A comprehensive benchmarking tool to compare different Whisper implementations optimized for Apple Silicon, focusing on speed while maintaining accuracy. Now supports 8 different implementations including native Swift frameworks and MLX-based solutions.
Test results from MacBook Pro M4 24GB:
=== Benchmark Summary for 'large' model ===
Implementation Avg Time (s) Parameters
--------------------------------------------------------------------------------
fluidaudio-coreml 0.1935 model=parakeet-tdt-0.6b-v2-coreml, backend=FluidAudio Swift Bridge, platform=Apple Silicon
"Which is the fastest transcription on my Mac?"
parakeet-mlx 0.4995 model=parakeet-tdt-0.6b-v2, implementation=parakeet-mlx, platform=Apple Silicon (MLX)
"Which is the fastest transcription on my Mac?"
mlx-whisper 1.0230 model=whisper-large-v3-turbo, quantization=none
"Which is the fastest transcription on my Mac?"
insanely-fast-whisper 1.1324 model=whisper-large-v3-turbo, device_id=mps, batch_size=12, compute_type=float16, quantization=4bit
"Which is the fastest transcription on my Mac?"
whisper.cpp 1.2293 model=large-v3-turbo-q5_0, coreml=True, n_threads=4
"Which is the fastest transcription on my Mac?"
lightning-whisper-mlx 1.8160 model=large, batch_size=12, quant=none
"which is the fastest transcription on my Mac"
whisperkit 2.2190 model=large-v3, backend=WhisperKit Swift Bridge, platform=Apple Silicon
"Which is the fastest transcription on my Mac?"
whisper-mps 5.3722 model=large, backend=whisper-mps, device=mps, language=None
"Which is the fastest transcription on my Mac?"
faster-whisper 6.9613 model=large-v3-turbo, device=cpu, compute_type=int8, beam_size=1, cpu_threads=12, original_model_requested=large
"Which is the fastest transcription on my Mac?"
Demo: https://x.com/anvanvan/status/1913624854584037443
This tool measures transcription performance across different implementations of the same base model (e.g., all variants of "small").

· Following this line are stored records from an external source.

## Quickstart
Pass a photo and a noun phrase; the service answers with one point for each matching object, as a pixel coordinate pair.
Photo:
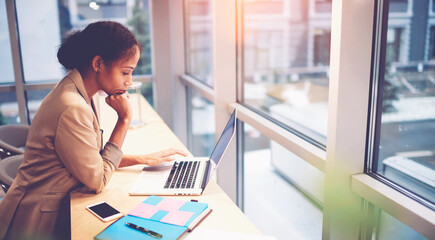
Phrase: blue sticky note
(159, 215)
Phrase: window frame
(342, 173)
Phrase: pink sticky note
(179, 218)
(144, 210)
(169, 205)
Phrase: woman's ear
(97, 63)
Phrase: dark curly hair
(110, 40)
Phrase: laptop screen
(220, 147)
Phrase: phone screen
(104, 210)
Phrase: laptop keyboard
(182, 175)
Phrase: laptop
(184, 176)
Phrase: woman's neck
(89, 82)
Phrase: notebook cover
(120, 231)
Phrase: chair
(8, 170)
(13, 139)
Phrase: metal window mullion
(203, 89)
(17, 61)
(7, 88)
(240, 57)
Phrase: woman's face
(114, 79)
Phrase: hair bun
(69, 52)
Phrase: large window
(198, 28)
(201, 122)
(40, 28)
(405, 125)
(286, 63)
(282, 193)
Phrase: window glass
(34, 99)
(8, 108)
(406, 145)
(41, 31)
(6, 68)
(398, 6)
(286, 63)
(198, 22)
(201, 122)
(389, 228)
(281, 194)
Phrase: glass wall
(389, 228)
(406, 108)
(286, 63)
(199, 40)
(6, 67)
(282, 204)
(8, 100)
(41, 27)
(201, 121)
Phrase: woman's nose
(129, 82)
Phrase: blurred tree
(140, 26)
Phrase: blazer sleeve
(77, 147)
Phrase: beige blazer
(63, 153)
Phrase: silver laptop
(184, 176)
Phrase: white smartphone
(104, 211)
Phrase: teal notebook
(119, 230)
(167, 216)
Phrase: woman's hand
(121, 104)
(152, 159)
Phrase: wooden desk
(154, 136)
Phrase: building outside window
(41, 27)
(286, 64)
(199, 41)
(404, 148)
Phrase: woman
(64, 149)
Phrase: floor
(276, 207)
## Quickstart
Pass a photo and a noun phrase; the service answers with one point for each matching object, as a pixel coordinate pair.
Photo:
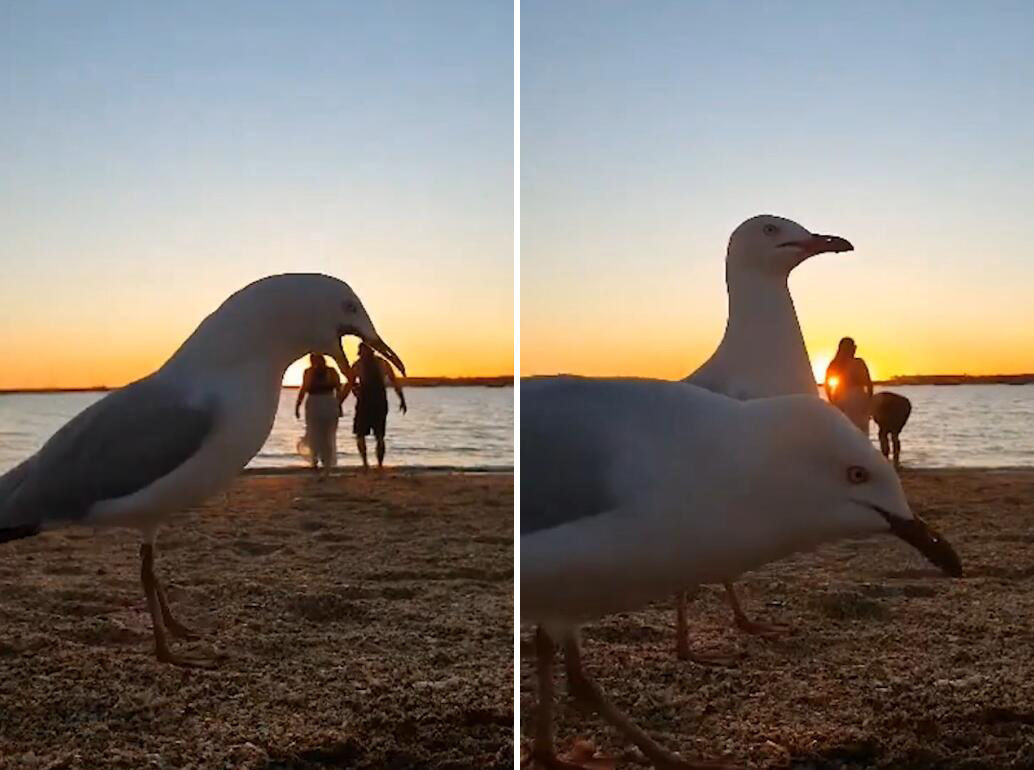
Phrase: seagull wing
(118, 445)
(581, 447)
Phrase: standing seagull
(762, 352)
(634, 489)
(177, 436)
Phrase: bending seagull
(175, 437)
(762, 352)
(634, 489)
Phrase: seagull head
(773, 245)
(828, 482)
(331, 311)
(289, 315)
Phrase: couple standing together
(323, 392)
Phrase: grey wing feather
(568, 451)
(118, 445)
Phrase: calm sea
(951, 426)
(457, 427)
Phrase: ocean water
(950, 426)
(968, 426)
(454, 427)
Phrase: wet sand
(890, 665)
(367, 622)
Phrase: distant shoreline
(502, 381)
(904, 379)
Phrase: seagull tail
(9, 483)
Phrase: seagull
(762, 352)
(634, 489)
(177, 436)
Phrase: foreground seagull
(175, 437)
(634, 489)
(762, 352)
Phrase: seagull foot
(582, 756)
(181, 632)
(680, 764)
(187, 661)
(771, 632)
(724, 659)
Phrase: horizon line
(413, 381)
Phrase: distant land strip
(502, 381)
(959, 379)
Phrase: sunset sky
(649, 130)
(156, 157)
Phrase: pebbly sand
(890, 666)
(367, 622)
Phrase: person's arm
(390, 373)
(302, 391)
(346, 388)
(338, 391)
(868, 379)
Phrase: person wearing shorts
(370, 374)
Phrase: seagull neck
(759, 305)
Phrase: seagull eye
(857, 474)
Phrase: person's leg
(884, 445)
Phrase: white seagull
(762, 352)
(634, 489)
(175, 437)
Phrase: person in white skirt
(322, 393)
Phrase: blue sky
(649, 130)
(156, 156)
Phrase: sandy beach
(889, 666)
(366, 622)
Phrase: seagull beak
(928, 541)
(342, 361)
(382, 347)
(821, 245)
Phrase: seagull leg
(544, 749)
(173, 625)
(583, 688)
(682, 650)
(765, 630)
(151, 590)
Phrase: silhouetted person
(369, 374)
(323, 395)
(890, 412)
(848, 386)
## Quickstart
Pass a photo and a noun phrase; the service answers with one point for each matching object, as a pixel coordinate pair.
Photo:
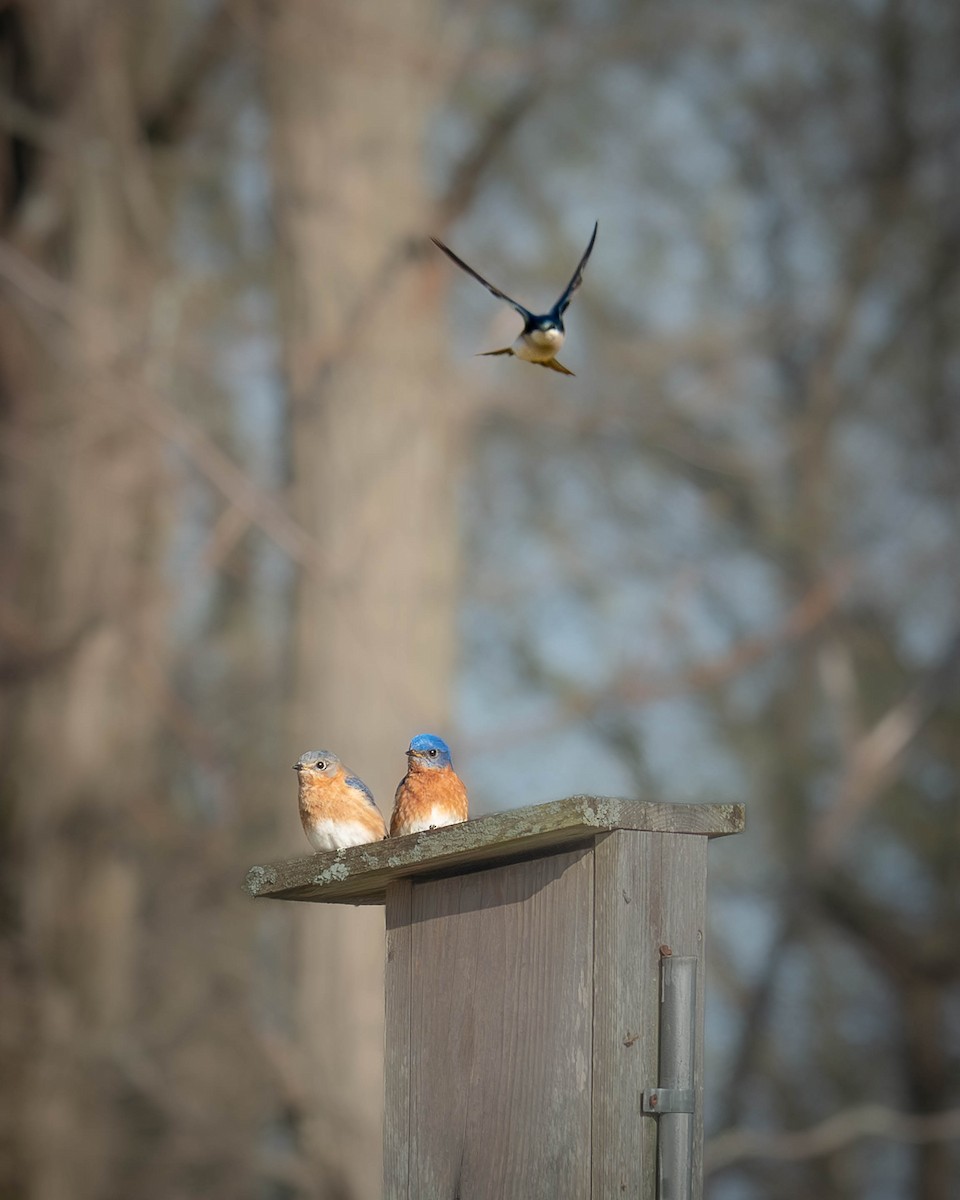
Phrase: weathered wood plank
(399, 987)
(651, 900)
(683, 892)
(625, 1005)
(361, 874)
(502, 1033)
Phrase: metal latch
(669, 1099)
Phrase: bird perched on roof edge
(431, 793)
(336, 808)
(541, 336)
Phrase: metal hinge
(667, 1099)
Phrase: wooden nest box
(544, 997)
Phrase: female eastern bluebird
(337, 809)
(431, 793)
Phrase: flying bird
(431, 793)
(336, 808)
(543, 336)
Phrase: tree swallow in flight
(543, 336)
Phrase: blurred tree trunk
(372, 432)
(87, 504)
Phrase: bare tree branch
(876, 756)
(835, 1133)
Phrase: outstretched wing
(556, 366)
(360, 786)
(559, 309)
(501, 295)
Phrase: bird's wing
(360, 786)
(501, 295)
(559, 309)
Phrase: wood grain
(502, 1027)
(651, 899)
(399, 985)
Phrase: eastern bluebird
(431, 793)
(336, 808)
(541, 337)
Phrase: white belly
(538, 346)
(431, 820)
(327, 834)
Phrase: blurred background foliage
(257, 495)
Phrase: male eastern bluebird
(431, 793)
(541, 337)
(336, 808)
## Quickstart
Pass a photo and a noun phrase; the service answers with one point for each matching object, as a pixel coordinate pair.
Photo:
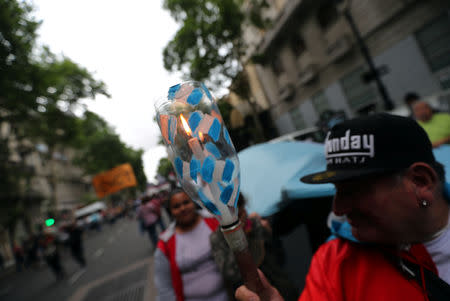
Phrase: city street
(118, 264)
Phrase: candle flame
(187, 129)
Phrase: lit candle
(193, 142)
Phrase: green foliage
(164, 167)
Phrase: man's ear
(425, 180)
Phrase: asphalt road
(119, 268)
(119, 262)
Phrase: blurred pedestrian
(184, 266)
(18, 256)
(149, 215)
(392, 192)
(261, 246)
(436, 125)
(409, 99)
(76, 243)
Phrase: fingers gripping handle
(237, 242)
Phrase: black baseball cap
(374, 144)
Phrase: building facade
(311, 60)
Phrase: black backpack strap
(436, 288)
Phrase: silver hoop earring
(424, 204)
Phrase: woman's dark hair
(440, 171)
(174, 192)
(145, 199)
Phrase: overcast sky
(121, 43)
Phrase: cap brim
(333, 176)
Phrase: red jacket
(343, 270)
(168, 247)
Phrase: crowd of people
(389, 225)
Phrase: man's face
(422, 111)
(380, 209)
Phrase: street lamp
(344, 7)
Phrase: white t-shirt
(439, 249)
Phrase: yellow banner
(113, 180)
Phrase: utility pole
(387, 101)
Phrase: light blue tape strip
(208, 204)
(212, 148)
(208, 169)
(172, 91)
(214, 130)
(207, 91)
(226, 194)
(194, 168)
(179, 167)
(194, 120)
(226, 135)
(195, 97)
(172, 127)
(227, 170)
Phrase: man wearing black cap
(392, 192)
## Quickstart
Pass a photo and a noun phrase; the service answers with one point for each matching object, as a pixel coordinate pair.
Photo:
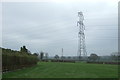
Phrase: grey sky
(50, 26)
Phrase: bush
(12, 60)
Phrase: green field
(65, 70)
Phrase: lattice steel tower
(81, 35)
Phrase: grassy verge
(65, 70)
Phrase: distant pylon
(81, 36)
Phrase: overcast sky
(51, 26)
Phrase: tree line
(12, 60)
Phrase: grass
(65, 70)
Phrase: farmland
(65, 70)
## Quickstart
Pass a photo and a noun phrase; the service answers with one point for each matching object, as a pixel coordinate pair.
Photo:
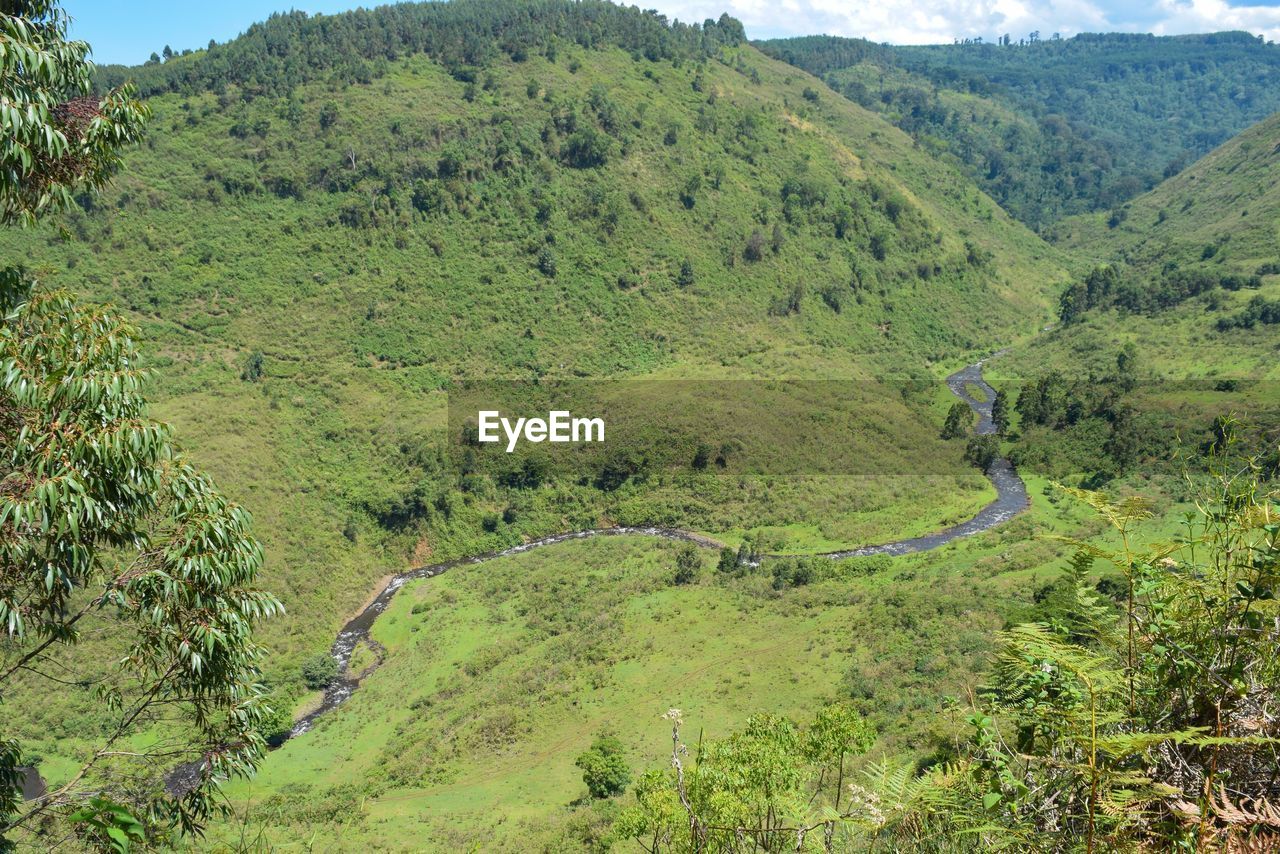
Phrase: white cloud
(941, 21)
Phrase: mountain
(1197, 263)
(336, 220)
(1061, 126)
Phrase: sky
(128, 31)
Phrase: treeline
(1105, 288)
(1068, 126)
(1124, 718)
(289, 49)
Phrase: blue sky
(127, 31)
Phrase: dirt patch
(376, 589)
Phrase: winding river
(1010, 499)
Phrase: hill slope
(1198, 263)
(315, 264)
(1057, 127)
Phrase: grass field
(498, 675)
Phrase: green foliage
(58, 137)
(319, 671)
(287, 50)
(764, 786)
(106, 525)
(959, 419)
(982, 451)
(604, 767)
(108, 826)
(689, 563)
(1119, 726)
(1014, 118)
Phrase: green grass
(362, 328)
(499, 675)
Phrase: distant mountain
(1057, 127)
(336, 218)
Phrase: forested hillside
(1052, 127)
(336, 219)
(1193, 266)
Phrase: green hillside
(342, 236)
(1057, 127)
(1197, 265)
(314, 264)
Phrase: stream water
(1010, 499)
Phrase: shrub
(319, 671)
(604, 771)
(689, 562)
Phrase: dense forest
(1057, 126)
(312, 238)
(293, 48)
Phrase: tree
(604, 768)
(689, 563)
(1136, 716)
(982, 451)
(837, 733)
(686, 274)
(760, 789)
(1000, 412)
(103, 523)
(959, 418)
(585, 149)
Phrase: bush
(585, 149)
(604, 771)
(689, 562)
(319, 671)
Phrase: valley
(933, 501)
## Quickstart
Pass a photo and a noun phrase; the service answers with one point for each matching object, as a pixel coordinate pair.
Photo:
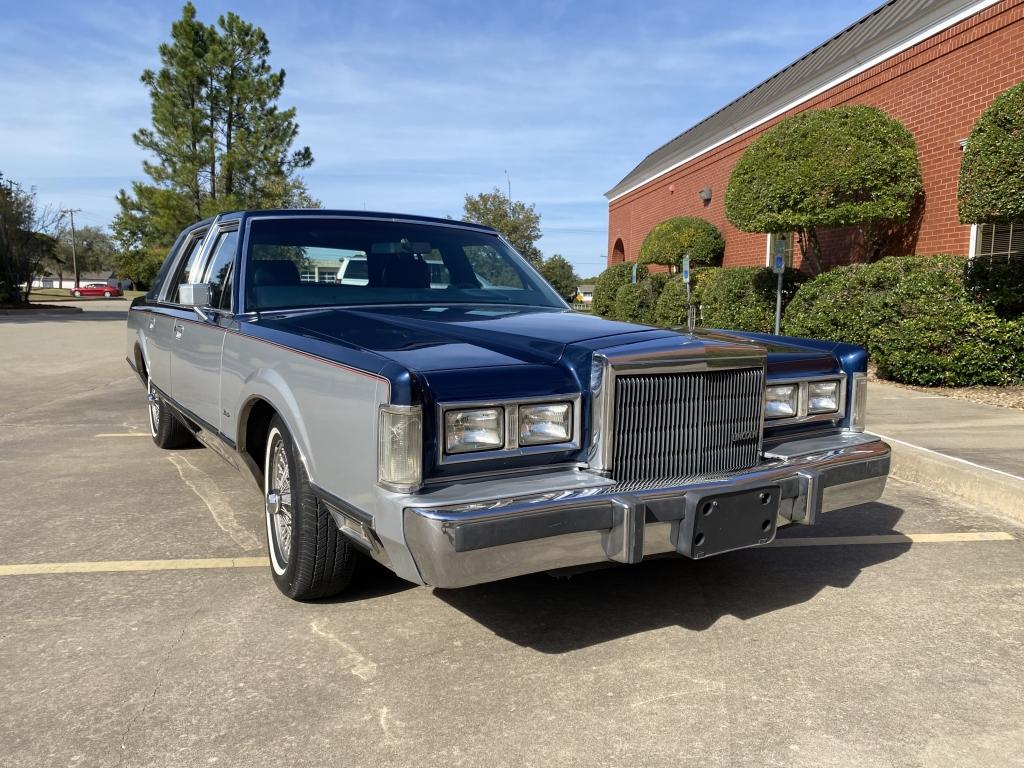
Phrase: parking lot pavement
(866, 653)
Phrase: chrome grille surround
(690, 412)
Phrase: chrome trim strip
(520, 536)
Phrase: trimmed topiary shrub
(635, 302)
(991, 182)
(742, 298)
(669, 242)
(609, 282)
(846, 166)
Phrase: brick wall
(937, 89)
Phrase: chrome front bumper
(478, 540)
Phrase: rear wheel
(165, 426)
(309, 557)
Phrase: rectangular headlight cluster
(802, 398)
(478, 429)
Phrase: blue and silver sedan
(444, 413)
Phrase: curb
(990, 489)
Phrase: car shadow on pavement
(558, 615)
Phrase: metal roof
(893, 27)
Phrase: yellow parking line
(840, 541)
(110, 566)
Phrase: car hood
(446, 337)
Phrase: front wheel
(165, 426)
(309, 557)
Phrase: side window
(193, 247)
(218, 273)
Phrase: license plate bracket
(723, 522)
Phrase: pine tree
(218, 139)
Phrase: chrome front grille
(672, 425)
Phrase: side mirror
(195, 294)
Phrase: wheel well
(253, 441)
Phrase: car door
(197, 343)
(157, 326)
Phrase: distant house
(933, 65)
(51, 281)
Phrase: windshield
(307, 261)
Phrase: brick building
(933, 65)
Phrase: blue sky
(408, 107)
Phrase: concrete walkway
(968, 450)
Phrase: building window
(998, 241)
(779, 242)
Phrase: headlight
(399, 448)
(545, 424)
(822, 396)
(479, 429)
(781, 400)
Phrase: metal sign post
(690, 313)
(778, 266)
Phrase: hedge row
(741, 298)
(918, 318)
(921, 320)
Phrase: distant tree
(26, 240)
(991, 181)
(93, 252)
(559, 272)
(669, 242)
(218, 139)
(847, 166)
(517, 221)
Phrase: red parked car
(96, 289)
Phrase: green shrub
(820, 169)
(635, 301)
(915, 316)
(741, 298)
(670, 309)
(997, 281)
(848, 302)
(609, 282)
(991, 181)
(969, 345)
(669, 242)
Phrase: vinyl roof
(887, 30)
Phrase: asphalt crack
(158, 680)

It helps you find the fastest Whisper implementation on your Apple Silicon Mac for a given base model. With 8 different implementations including native Swift frameworks, MLX-based solutions, and CPU-optimized variants, you can find the perfect balance of speed and accuracy for your use case.
- Live speech recording with automatic audio preprocessing
- 8 different Whisper implementations with Apple Silicon optimizations
- Base model selection (tiny, small, base, medium, large) with automatic fallback chains
- Transcription quality comparison - see actual transcription text alongside performance metrics
- Apple Silicon-specific optimizations with up to 16% performance improvements
- Native Swift bridge support for WhisperKit and FluidAudio frameworks
- Comprehensive parameter reporting showing actual models and configurations used
-
WhisperKit β‘ Apple Silicon Native
- Source: https://github.com/argmaxinc/WhisperKit
- Technology: Native Swift + CoreML, optimized for Apple Neural Engine
- Performance: Fastest implementation, leverages on-device inference
- Bridge: Custom Swift bridge for seamless Python integration
-
FluidAudio CoreML β‘ Apple Silicon Native
- Source: https://github.com/FluidInference/FluidAudio
- Technology: Native Swift + CoreML with Parakeet TDT models
- Performance: Real-time streaming ASR with ~110x RTF on M4 Pro
- Bridge: Custom Swift bridge with internal timing measurement
-
mlx-whisper
- Source: https://github.com/ml-explore/mlx-examples
- Technology: Apple MLX framework for unified memory optimization
- Models: Quantized MLX models (4-bit, 8-bit) for memory efficiency
-
Parakeet MLX β‘ New Implementation
- Source: https://github.com/nvidia/parakeet
- Technology: NVIDIA Parakeet models running on Apple MLX
- Performance: Optimized for Apple Silicon with MLX acceleration
-
lightning-whisper-mlx β‘ Apple Silicon Optimized
- Source: https://github.com/lightning-AI/lightning-whisper
- Optimization: 4-bit quantization enabled, optimized batch sizing
- Performance: Significant memory efficiency improvements
-
insanely-fast-whisper β‘ Apple Silicon Optimized
- Source: https://github.com/Vaibhavs10/insanely-fast-whisper
- Optimization: Adaptive batch sizing, SDPA attention, memory layout optimization
- Performance: 16.0% faster on Apple Silicon with MPS acceleration
-
whisper-mps β‘ New Implementation
- Source: https://github.com/AtomGradient/whisper-mps
- Technology: Direct MPS (Metal Performance Shaders) acceleration
- Performance: Optimized for Apple Silicon GPU acceleration
-
faster-whisper β‘ Apple Silicon Optimized
- Source: https://github.com/SYSTRAN/faster-whisper
- Optimization: Dynamic CPU thread allocation, Apple Accelerate framework
- Performance: 2.0% faster with intelligent core detection (performance vs efficiency cores)
-
whisper.cpp + CoreML
- Source: https://github.com/abdeladim-s/pywhispercpp
- Technology: C++ implementation with optional CoreML acceleration
- Performance: Excellent baseline performance with CoreML support
# Clone the repository
git clone https://github.com/anvanvan/mac-whisper-speedtest.git
cd mac-whisper-speedtest
# Install dependencies (Python 3.11+ required)
uv sync
# Build Swift bridges (required for native implementations)
# WhisperKit bridge
cd tools/whisperkit-bridge && swift build -c release && cd ../..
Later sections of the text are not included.